Once we were in Marlborough sound on the South Island the wind died back.
We still had an hour of sailing until we reached Picton.  
Gannets escorted us through the sound.  Looking down at one point I saw a small
blue penguin swimming around, but didn't get my camera out soon enough
to photograph him.
Just a couple of old salts enjoying the ride
     It had been an exhilarating trip across the Cook Strait.  We got into our van, and began our exploration of the South Island.   We made a short stop at Nelson Lakes National Park to get some information and maps about a mountain climb I wanted to do the next day.
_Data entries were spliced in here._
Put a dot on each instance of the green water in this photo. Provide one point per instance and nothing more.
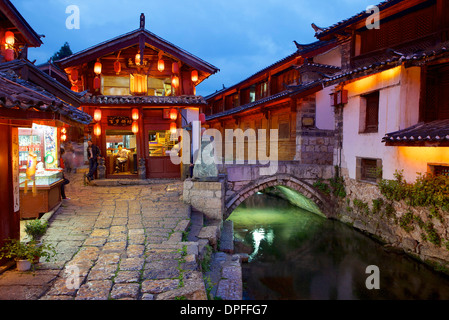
(295, 254)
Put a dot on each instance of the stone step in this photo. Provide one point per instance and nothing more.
(196, 224)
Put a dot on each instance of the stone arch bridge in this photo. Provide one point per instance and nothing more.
(242, 181)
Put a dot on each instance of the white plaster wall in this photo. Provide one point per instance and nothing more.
(398, 109)
(324, 111)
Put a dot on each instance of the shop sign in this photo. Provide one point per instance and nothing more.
(15, 168)
(119, 121)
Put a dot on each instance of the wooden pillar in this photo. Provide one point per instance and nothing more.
(9, 217)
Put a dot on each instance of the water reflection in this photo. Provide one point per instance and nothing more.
(295, 254)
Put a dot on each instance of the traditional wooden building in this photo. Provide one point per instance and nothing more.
(287, 96)
(397, 80)
(34, 112)
(139, 88)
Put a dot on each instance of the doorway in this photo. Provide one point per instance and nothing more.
(121, 153)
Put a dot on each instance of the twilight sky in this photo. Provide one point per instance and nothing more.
(240, 37)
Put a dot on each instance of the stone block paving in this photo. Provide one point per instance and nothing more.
(120, 242)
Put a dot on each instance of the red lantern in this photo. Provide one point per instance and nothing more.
(173, 114)
(74, 75)
(97, 68)
(117, 67)
(97, 83)
(97, 130)
(135, 114)
(175, 68)
(175, 82)
(194, 76)
(135, 127)
(161, 65)
(9, 38)
(9, 54)
(97, 115)
(173, 127)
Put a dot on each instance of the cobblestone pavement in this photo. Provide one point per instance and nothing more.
(114, 243)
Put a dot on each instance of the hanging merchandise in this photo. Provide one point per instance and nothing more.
(31, 171)
(49, 158)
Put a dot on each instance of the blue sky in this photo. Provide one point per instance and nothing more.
(240, 37)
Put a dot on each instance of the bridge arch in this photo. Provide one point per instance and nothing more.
(301, 186)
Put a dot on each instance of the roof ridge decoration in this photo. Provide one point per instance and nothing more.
(133, 38)
(321, 32)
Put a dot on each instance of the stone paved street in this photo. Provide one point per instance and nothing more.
(120, 242)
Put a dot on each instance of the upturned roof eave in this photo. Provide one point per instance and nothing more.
(133, 38)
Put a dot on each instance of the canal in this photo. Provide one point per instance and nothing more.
(295, 254)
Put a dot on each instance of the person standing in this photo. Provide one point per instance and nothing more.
(122, 157)
(93, 154)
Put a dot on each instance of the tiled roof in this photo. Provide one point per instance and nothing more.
(321, 32)
(132, 38)
(16, 93)
(286, 93)
(302, 50)
(144, 100)
(390, 60)
(435, 131)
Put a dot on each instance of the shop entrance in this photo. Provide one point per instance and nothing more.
(121, 153)
(160, 143)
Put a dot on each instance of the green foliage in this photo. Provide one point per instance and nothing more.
(36, 228)
(377, 205)
(15, 249)
(406, 221)
(428, 190)
(65, 51)
(432, 235)
(361, 206)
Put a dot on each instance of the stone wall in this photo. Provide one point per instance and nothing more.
(313, 145)
(384, 221)
(206, 197)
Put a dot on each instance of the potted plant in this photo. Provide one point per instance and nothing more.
(25, 253)
(36, 229)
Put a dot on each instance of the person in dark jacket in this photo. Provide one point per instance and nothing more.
(93, 154)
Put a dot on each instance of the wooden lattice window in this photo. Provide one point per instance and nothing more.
(436, 106)
(284, 130)
(368, 169)
(439, 170)
(369, 113)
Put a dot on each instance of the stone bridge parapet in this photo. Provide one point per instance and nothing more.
(245, 180)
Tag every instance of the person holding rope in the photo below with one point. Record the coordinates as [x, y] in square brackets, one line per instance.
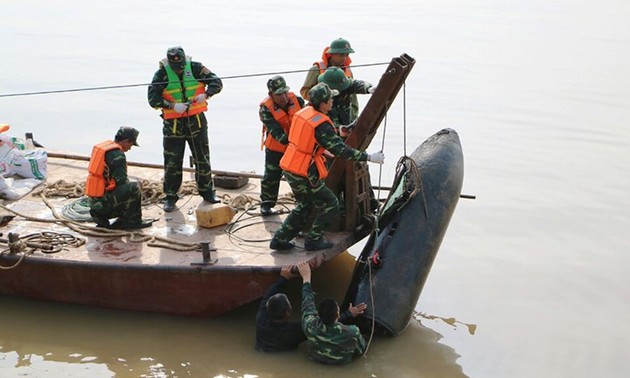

Looking for eels at Lake Nelson
There's one waiting for a handout.  We didn't oblige.
     We got to a campground where we would base our climb, and watched a helicopter fighting a small fire up in the woods.  They were at it for a couple hours until the fire was doused.  A good thing because we had our tents set up only about half a kilometer from the smoke.
Fire fighters on the ground filled the hanging bucket
from a nearby river ...
... then the pilot flew the short distance up the valley ...
... to dump the water on the blaze.  They 'copter made
dozens of trips while we were there, rather tricky flying with
the dense tree cover.
     We were bothered by small black flies while we cooked and ate our dinner.  Fortunately they took a long time to decide to bite, and it was cool enough to keep covered with clothing.  But I'm afraid it could be a precursor of the famed sand flies of South Island.  We'll see how they compare to the 'Outback Flies'.

1 comment:

  1. That crossing looks awesome. Can you imagine making that trip in a Maori canoe? Or even a 17th century sailboat.